Union Bank, Bank of India unhappy over being left out of equity infusion

Over the last weekend, the govt announced its decision to infuse Rs 6,990 cr in nine efficient public sector banks

Abhijit Lele Mumbai
Last Updated : Feb 12 2015 | 12:55 AM IST
Peeved with the government’s decision to infuse equity in only nine banks, two Mumbai-based public sector lenders — Bank of India (BoI) and Union Bank of India — have conveyed their unhappiness to the Union finance ministry over being kept out of the list.

Over the past weekend, the government announced its decision to infuse Rs 6,990 crore in nine efficient public sector banks. It used two criteria — return on assets (RoA) and return on equity (RoE) — to decide which bank will be eligible get capital from the government.

The government had allocated Rs 11,000 crore for investment in equity of public sector banks in 2014-15.

The banks want transition time to improve performance on key parameters — RoA and RoE, as most of them are reeling under credit costs — the money set aside for non-performing assets (NPAs).
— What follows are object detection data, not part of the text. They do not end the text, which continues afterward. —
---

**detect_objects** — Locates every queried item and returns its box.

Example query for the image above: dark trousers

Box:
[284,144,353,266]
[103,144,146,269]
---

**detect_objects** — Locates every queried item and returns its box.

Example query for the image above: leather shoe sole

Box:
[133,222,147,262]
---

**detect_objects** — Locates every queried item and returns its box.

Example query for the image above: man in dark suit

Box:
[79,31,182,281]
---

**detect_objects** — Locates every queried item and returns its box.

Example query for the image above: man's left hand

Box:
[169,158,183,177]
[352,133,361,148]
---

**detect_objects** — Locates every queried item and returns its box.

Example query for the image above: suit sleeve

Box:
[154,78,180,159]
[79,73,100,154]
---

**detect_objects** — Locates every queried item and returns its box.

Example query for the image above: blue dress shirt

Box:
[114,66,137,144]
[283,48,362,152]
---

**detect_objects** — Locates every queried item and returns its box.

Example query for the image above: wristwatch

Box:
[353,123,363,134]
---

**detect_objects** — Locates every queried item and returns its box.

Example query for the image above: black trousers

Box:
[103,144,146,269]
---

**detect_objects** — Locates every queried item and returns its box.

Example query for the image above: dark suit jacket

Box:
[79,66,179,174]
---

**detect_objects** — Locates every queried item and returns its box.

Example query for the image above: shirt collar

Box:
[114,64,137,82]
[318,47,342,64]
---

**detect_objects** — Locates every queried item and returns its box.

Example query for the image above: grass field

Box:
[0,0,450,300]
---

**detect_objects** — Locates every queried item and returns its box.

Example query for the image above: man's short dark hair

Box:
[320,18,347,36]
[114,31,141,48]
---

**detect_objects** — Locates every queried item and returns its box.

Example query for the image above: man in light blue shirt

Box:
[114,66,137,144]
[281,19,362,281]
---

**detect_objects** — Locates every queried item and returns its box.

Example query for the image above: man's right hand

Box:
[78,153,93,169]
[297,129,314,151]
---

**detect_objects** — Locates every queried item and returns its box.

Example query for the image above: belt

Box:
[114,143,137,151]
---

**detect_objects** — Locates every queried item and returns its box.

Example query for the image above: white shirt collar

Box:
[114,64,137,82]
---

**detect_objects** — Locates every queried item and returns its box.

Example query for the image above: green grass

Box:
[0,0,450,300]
Confirming  their dialogue with the finance ministry over the issue , a senior executive of Union Bank said, “The top management has held discussions with the finance ministry early this week.” He, however, refused to divulge details.
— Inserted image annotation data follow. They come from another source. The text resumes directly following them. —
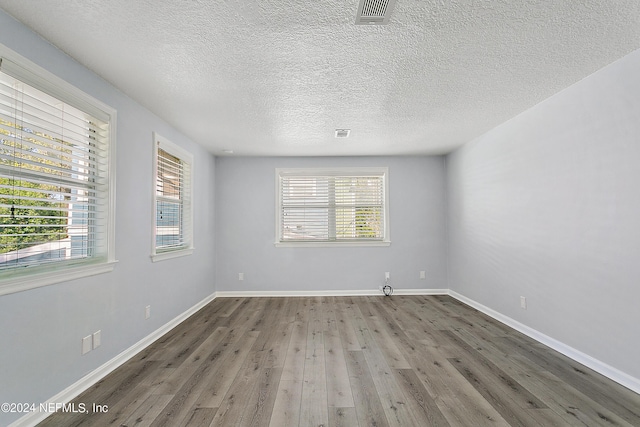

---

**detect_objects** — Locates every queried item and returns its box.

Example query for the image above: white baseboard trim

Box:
[448,290,640,394]
[9,289,640,427]
[216,289,449,298]
[9,293,216,427]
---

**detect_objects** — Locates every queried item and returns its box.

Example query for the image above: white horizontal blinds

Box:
[0,59,109,270]
[280,176,330,241]
[280,175,385,241]
[335,176,384,240]
[156,148,191,252]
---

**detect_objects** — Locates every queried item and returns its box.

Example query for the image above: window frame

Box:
[151,132,194,262]
[0,44,117,295]
[274,167,391,247]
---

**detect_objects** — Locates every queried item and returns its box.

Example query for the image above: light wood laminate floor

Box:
[41,296,640,427]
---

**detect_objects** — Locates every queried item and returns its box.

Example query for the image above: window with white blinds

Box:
[276,168,389,245]
[0,58,115,277]
[152,134,193,261]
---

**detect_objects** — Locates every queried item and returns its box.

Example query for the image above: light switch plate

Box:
[82,335,93,354]
[93,331,102,350]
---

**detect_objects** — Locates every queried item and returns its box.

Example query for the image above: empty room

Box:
[0,0,640,427]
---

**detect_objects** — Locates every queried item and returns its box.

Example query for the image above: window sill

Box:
[0,261,118,295]
[151,248,193,262]
[274,241,391,248]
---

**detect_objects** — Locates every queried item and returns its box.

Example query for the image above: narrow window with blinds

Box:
[0,58,115,290]
[152,134,193,261]
[276,168,389,246]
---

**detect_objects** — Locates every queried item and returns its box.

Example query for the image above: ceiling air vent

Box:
[356,0,396,25]
[336,129,351,138]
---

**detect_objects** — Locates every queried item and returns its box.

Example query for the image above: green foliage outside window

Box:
[0,178,68,253]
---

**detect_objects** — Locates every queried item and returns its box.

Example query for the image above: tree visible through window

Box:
[152,134,193,258]
[0,59,110,270]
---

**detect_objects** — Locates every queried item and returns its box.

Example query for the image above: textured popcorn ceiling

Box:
[0,0,640,155]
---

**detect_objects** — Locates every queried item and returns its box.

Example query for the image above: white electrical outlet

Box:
[82,335,93,354]
[93,331,102,350]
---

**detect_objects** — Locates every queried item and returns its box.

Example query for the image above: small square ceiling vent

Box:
[356,0,396,25]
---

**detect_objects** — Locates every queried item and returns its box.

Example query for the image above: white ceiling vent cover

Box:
[356,0,396,25]
[336,129,351,138]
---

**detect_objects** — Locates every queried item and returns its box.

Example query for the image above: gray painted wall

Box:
[0,11,215,425]
[447,51,640,378]
[215,157,447,292]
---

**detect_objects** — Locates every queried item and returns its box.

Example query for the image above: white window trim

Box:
[274,167,391,248]
[151,132,194,262]
[0,44,118,295]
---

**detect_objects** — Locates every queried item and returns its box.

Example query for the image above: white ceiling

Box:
[0,0,640,156]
The official added it (the equity infusion) does not seem to be a well thought out action. “All banks should not be painted with the same brush.”

Another Mumbai-based lender, IDBI Bank, is internally discussing its strategy to present its case. Its net profit for the third quarter was flat at Rs 102 crore. Its capital adequacy ratio was 12.23 per cent with tier-I of 8.29 per cent.
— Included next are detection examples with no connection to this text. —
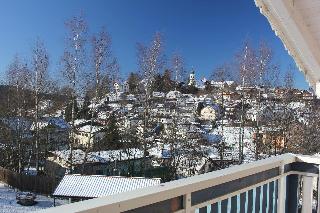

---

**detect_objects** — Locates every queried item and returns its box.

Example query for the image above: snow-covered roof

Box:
[78,125,103,133]
[74,119,90,126]
[31,117,70,130]
[53,175,160,198]
[166,91,181,99]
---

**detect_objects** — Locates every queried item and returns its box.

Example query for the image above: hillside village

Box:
[0,68,317,181]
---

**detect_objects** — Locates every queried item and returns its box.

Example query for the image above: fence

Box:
[0,167,58,195]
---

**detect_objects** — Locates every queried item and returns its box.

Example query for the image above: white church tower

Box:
[188,69,196,86]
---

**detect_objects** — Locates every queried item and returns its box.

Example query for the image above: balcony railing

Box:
[38,154,320,213]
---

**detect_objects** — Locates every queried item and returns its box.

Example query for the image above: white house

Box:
[75,125,104,147]
[200,105,218,121]
[166,91,181,99]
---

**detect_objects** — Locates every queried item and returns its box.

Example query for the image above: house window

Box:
[96,169,103,175]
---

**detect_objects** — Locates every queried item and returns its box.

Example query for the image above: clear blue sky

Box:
[0,0,308,89]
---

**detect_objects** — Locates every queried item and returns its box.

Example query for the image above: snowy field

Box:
[0,182,67,213]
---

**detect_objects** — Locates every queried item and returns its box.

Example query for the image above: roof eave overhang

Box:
[255,0,320,90]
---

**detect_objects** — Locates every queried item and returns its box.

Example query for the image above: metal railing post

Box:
[183,193,191,213]
[317,166,320,213]
[277,165,287,213]
[301,176,313,213]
“The intent to use efficiency norms to allocate capital is good. But the decision can’t be a knee-jerk action,” an IDBI executive said.

All three banks — Union Bank, BoI and IDBI Bank — are facing asset quality pressures due to an economic slowdown. They have substantial exposure to vulnerable sectors, including infrastructure, construction, and iron and steel.

Union Bank’s net profit for the third quarter fell by 13.2 per cent to Rs 302 crore from Rs 348 crore in the same quarter the previous year.

Its capital adequacy stood at 10.3 per cent with tier-I cities at 7.32 per cent.

Senior executives with all the three banks said there was no communication from the finance ministry to them.

“Bank chiefs only got to know from the press release. This is hardly a way to inform,” said one of them

A BoI executive said, “This stance could be explained beforehand so that banks can work out plans. Plus, the transition period (phased rollout) was necessary because the profitability is under pressure now.”

BoI is slated to announce its results for the third quarter on Thursday. Its capital adequacy ratio was 10.97 per cent with tier-I pegged at 7.97 per cent at the end of September 2014.